Daily Telemetry Costs Dropped by $13,199
In an effort to assess the safety and efficacy of the redesigned telemetry orders, Dressler and colleagues reviewed data for non-ICU, adult patients from December 31, 2012 to August 12, 2013. The redesigned orders went into effect on March 18, 2013.
Measured outcomes included a mean weekly number of patients with telemetry orders, mean duration of telemetry, and rapid response activation, codes and deaths.
In the weeks following the implementation, weekly telemetry orders fell from 1032.3 to 593.2, and the mean duration of telemetry fell from 57.8 hours to 30.9 (reductions of43% and 47%, respectively; P<0.001).
The mean daily number of patients monitored with telemetry decreased 70% from 357.5 to 109.1, but hospital census, code blue, mortality and rapid response team activation rates did not change throughout the observation period.
"Nurses spent a mean of 19.75 minutes per patient on telemetry-related tasks daily (>115 hours system wide)," the researchers wrote. "The estimated total daily cost to deliver telemetry was $53.44 per telemetry patient; thus, our mean daily cost for non-ICU cardiac telemetry decreased from $18,971 to $5772 (a $13,199 per day reduction)."

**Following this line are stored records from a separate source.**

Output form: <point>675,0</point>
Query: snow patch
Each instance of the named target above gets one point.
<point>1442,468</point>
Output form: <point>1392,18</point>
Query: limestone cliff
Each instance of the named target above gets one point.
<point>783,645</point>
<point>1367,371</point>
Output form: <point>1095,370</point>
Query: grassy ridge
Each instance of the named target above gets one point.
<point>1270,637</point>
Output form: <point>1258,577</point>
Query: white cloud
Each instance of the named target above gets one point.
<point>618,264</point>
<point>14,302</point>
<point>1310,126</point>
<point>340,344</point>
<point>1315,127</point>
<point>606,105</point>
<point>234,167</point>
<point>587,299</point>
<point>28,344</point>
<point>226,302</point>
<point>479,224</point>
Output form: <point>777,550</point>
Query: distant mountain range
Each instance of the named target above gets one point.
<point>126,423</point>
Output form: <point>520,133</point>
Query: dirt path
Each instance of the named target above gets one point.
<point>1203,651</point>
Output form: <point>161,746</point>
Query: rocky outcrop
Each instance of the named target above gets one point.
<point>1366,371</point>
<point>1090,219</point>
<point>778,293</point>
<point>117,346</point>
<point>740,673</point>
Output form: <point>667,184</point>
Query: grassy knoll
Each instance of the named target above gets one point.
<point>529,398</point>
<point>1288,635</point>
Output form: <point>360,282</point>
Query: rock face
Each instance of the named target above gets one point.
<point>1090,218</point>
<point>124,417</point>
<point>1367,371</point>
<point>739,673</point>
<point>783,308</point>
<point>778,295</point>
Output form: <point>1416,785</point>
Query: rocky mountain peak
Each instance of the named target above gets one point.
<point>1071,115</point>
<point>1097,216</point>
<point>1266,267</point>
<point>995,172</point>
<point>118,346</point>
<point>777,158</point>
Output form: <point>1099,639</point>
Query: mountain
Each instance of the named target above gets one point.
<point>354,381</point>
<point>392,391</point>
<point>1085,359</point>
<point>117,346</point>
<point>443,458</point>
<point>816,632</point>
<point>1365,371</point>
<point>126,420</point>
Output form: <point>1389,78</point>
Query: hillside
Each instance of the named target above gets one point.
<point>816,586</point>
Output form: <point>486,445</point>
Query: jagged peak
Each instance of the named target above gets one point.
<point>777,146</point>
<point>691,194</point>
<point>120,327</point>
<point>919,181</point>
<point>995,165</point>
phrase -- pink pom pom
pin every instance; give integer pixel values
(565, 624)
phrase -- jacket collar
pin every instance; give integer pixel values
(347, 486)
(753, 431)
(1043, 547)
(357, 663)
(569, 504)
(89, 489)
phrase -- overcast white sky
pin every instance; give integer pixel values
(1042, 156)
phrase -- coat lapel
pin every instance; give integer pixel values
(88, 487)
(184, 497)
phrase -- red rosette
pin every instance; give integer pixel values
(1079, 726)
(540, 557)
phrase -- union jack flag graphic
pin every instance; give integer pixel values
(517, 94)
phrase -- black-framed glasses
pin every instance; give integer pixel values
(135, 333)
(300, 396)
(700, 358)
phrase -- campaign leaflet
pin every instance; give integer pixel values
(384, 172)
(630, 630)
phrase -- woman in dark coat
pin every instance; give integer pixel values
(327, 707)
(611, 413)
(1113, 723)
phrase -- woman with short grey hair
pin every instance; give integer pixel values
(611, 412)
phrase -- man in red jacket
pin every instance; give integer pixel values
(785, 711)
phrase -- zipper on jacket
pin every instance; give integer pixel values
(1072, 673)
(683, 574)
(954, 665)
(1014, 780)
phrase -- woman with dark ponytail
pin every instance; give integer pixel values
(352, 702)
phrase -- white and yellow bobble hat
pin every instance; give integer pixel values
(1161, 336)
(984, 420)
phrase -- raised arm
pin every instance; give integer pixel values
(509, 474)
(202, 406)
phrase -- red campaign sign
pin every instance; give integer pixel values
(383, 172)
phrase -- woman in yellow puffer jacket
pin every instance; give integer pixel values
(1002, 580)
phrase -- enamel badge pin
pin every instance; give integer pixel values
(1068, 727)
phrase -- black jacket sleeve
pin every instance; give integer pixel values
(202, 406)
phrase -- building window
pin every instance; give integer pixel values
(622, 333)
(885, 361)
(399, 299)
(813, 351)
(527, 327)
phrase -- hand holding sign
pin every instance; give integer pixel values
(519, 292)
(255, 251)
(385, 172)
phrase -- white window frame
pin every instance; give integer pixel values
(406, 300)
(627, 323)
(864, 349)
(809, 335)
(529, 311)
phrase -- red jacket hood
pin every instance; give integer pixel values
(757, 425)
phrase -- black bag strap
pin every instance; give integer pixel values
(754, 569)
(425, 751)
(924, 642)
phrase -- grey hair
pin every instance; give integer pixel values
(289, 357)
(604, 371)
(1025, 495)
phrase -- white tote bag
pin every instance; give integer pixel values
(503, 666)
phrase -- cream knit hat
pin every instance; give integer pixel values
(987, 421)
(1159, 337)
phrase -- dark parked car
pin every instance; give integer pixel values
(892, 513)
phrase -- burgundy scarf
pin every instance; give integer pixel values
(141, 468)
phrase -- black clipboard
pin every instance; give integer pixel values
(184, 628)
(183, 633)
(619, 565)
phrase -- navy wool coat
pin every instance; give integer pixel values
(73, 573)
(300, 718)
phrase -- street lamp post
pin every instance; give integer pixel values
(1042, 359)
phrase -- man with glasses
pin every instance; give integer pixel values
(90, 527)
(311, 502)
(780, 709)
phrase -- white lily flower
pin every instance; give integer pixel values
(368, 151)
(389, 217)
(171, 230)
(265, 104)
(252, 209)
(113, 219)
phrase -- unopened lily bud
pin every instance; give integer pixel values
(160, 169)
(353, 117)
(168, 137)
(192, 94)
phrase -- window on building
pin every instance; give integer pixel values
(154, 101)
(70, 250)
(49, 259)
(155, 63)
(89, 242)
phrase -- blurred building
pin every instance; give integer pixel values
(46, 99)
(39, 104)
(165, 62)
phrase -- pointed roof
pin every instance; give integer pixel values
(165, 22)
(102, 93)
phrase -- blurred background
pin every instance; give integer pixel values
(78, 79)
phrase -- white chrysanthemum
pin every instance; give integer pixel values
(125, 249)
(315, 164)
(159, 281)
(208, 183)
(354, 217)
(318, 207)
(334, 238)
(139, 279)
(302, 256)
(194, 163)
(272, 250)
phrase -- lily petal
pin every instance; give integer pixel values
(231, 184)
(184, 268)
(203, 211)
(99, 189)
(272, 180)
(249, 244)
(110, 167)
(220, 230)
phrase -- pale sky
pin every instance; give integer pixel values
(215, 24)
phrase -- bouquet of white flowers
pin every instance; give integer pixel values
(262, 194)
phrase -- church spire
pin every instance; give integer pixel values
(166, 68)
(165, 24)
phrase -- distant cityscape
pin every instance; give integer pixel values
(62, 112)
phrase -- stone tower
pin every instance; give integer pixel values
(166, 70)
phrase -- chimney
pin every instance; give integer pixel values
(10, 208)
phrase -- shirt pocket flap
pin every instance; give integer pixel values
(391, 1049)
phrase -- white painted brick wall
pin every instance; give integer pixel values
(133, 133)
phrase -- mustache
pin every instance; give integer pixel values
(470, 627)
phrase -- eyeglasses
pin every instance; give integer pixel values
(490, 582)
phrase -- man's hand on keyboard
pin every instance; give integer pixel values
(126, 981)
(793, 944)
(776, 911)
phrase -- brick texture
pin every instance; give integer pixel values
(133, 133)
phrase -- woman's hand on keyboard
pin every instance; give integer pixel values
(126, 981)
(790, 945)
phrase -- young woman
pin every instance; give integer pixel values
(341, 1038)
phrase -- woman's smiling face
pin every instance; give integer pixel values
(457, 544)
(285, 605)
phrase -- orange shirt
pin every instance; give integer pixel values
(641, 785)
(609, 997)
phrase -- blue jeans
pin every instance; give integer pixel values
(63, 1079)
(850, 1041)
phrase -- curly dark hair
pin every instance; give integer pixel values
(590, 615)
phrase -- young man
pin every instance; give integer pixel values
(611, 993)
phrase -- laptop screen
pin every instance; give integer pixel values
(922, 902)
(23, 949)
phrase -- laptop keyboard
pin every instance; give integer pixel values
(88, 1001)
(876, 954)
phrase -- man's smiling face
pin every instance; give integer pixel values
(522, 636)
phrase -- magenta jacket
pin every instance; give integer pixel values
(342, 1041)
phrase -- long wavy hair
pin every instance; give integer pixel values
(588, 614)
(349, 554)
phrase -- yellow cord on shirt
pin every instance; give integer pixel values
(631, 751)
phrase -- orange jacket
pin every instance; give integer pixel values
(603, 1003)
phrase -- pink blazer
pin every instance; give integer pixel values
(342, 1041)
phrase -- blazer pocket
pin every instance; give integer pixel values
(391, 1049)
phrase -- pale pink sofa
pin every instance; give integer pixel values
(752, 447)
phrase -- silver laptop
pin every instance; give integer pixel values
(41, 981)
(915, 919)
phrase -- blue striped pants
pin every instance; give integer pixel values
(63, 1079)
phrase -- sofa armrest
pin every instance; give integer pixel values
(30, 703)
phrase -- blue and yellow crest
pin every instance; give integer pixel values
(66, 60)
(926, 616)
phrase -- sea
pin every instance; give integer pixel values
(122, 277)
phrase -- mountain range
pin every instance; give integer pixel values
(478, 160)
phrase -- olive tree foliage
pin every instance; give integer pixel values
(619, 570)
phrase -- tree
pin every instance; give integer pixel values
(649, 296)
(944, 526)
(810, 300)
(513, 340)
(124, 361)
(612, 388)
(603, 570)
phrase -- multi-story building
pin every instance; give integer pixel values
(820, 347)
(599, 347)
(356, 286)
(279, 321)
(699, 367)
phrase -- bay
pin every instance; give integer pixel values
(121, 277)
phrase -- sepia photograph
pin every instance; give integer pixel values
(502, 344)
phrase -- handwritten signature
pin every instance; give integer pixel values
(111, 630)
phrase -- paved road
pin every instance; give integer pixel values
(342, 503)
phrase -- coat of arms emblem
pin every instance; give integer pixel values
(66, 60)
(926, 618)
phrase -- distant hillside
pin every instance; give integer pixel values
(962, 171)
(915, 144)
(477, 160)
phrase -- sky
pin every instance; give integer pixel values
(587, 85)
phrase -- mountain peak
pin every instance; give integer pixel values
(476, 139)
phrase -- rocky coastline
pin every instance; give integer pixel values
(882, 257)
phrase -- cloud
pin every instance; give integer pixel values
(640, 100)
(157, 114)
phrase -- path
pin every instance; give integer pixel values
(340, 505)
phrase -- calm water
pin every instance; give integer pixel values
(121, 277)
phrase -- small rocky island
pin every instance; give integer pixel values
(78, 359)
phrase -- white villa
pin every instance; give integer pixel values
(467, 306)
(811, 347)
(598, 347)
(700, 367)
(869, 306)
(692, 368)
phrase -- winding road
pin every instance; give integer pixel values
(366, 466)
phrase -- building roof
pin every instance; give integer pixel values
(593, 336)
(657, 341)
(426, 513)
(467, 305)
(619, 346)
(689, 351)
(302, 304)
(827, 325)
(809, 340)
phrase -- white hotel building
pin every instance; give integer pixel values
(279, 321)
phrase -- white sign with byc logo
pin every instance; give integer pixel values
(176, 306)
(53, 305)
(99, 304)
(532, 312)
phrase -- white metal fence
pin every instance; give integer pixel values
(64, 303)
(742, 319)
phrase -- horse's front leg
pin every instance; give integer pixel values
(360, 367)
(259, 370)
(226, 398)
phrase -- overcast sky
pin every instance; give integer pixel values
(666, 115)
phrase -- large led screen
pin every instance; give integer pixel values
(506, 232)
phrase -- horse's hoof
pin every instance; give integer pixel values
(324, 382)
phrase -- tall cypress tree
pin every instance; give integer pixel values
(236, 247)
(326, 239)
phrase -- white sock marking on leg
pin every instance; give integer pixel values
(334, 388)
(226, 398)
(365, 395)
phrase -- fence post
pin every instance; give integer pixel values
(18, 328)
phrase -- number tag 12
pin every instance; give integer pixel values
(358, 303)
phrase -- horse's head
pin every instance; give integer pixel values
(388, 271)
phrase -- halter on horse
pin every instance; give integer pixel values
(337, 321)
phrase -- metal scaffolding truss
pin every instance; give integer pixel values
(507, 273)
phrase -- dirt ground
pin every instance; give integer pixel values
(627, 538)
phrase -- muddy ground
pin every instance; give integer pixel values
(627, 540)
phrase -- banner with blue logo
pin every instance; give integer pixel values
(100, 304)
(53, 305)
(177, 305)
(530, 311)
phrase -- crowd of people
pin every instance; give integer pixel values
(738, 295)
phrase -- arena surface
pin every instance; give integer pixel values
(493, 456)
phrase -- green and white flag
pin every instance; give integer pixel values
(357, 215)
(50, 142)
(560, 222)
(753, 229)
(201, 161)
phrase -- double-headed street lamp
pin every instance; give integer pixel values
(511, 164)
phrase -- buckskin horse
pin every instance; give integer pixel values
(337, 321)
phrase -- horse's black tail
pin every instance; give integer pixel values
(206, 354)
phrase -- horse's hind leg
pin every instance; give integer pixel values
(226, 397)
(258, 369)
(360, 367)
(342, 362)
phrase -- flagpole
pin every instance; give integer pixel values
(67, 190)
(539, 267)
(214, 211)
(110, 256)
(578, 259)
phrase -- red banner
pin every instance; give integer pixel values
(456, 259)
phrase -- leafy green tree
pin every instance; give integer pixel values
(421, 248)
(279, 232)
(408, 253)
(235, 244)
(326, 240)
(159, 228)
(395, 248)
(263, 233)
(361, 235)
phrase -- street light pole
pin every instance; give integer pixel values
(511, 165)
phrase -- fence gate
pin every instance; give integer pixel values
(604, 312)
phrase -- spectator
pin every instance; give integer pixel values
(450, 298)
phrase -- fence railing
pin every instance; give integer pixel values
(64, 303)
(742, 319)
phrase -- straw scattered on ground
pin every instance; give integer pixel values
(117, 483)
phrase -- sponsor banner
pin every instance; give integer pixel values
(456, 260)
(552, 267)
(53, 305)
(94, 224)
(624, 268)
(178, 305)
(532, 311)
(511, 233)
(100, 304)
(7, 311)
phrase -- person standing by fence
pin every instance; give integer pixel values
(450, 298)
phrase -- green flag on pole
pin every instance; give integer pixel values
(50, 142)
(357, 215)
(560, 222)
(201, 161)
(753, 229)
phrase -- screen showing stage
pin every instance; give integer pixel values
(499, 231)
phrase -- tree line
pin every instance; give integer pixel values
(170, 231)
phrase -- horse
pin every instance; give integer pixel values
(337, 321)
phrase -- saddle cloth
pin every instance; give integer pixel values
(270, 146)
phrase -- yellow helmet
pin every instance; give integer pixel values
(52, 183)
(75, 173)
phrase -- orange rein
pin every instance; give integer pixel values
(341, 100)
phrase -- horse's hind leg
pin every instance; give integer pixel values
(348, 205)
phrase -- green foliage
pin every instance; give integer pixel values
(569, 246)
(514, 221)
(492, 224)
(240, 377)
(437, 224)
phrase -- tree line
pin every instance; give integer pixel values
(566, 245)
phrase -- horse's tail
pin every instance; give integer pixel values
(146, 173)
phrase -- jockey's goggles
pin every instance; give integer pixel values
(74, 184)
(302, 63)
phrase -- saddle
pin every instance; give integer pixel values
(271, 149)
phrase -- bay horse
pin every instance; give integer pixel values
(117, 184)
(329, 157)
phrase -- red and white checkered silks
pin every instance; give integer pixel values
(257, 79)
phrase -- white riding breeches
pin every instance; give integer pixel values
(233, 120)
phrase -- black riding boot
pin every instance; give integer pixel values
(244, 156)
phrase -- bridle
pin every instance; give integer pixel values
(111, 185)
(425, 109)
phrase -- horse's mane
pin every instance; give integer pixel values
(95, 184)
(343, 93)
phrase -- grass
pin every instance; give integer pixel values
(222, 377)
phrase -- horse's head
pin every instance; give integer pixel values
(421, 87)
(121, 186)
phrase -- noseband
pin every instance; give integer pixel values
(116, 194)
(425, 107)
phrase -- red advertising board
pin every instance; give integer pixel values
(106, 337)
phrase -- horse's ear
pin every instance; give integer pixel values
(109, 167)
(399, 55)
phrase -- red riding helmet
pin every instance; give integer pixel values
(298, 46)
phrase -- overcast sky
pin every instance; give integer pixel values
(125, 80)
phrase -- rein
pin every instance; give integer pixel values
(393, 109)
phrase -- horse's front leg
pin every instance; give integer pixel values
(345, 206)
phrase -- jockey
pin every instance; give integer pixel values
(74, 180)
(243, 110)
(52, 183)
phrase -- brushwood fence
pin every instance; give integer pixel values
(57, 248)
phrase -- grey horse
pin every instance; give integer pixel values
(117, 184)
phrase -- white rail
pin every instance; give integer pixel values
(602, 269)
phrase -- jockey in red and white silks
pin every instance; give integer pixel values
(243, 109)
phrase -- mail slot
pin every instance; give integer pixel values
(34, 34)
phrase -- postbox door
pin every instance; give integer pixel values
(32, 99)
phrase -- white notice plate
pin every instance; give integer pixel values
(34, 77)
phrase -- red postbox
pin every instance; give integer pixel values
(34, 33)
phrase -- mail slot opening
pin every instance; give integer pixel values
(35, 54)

The revised ordering saved the system money and it also appeared to improve patient safety by freeing nurses to perform critical bedside care instead of dealing with telemetry issues, Dressler said. He added that about 70% of telemetry alarms are battery related.
Some Telemetry Practices 'Clinically Irrational'
In a related editorial, of the University of California, San Francisco called for a randomized trial of telemetry including non-ICU patients without known cardiac conditions. He said the exclusion of such patients was a limitation of the AHA guidelines.
He argued that many widespread telemetry practices, such as monitoring patients until the moment of hospital discharge, are "clinically irrational."
Najafi wrote that the dramatic decrease in telemetry use with no significant increase in adverse outcomes was "remarkable," adding that two findings were suggested by the study results.
"First, telemetry is overused, and the AHA guidelines, imperfect as they may be, can safely rein in unnecessary monitoring," he wrote. "Second, since the guidelines exclude patients who do not have a primary cardiac condition, the intervention must have safely reduced or nearly eliminated monitoring for these patients."
Primary Source
JAMA Internal Medicine
Dressler R, et al "Altering overuse of cardiac telemetry in non-intensive care unit settings by hardwiring the use of American Heart Association guidelines" JAMA Intern Med 2014; Sept. 22.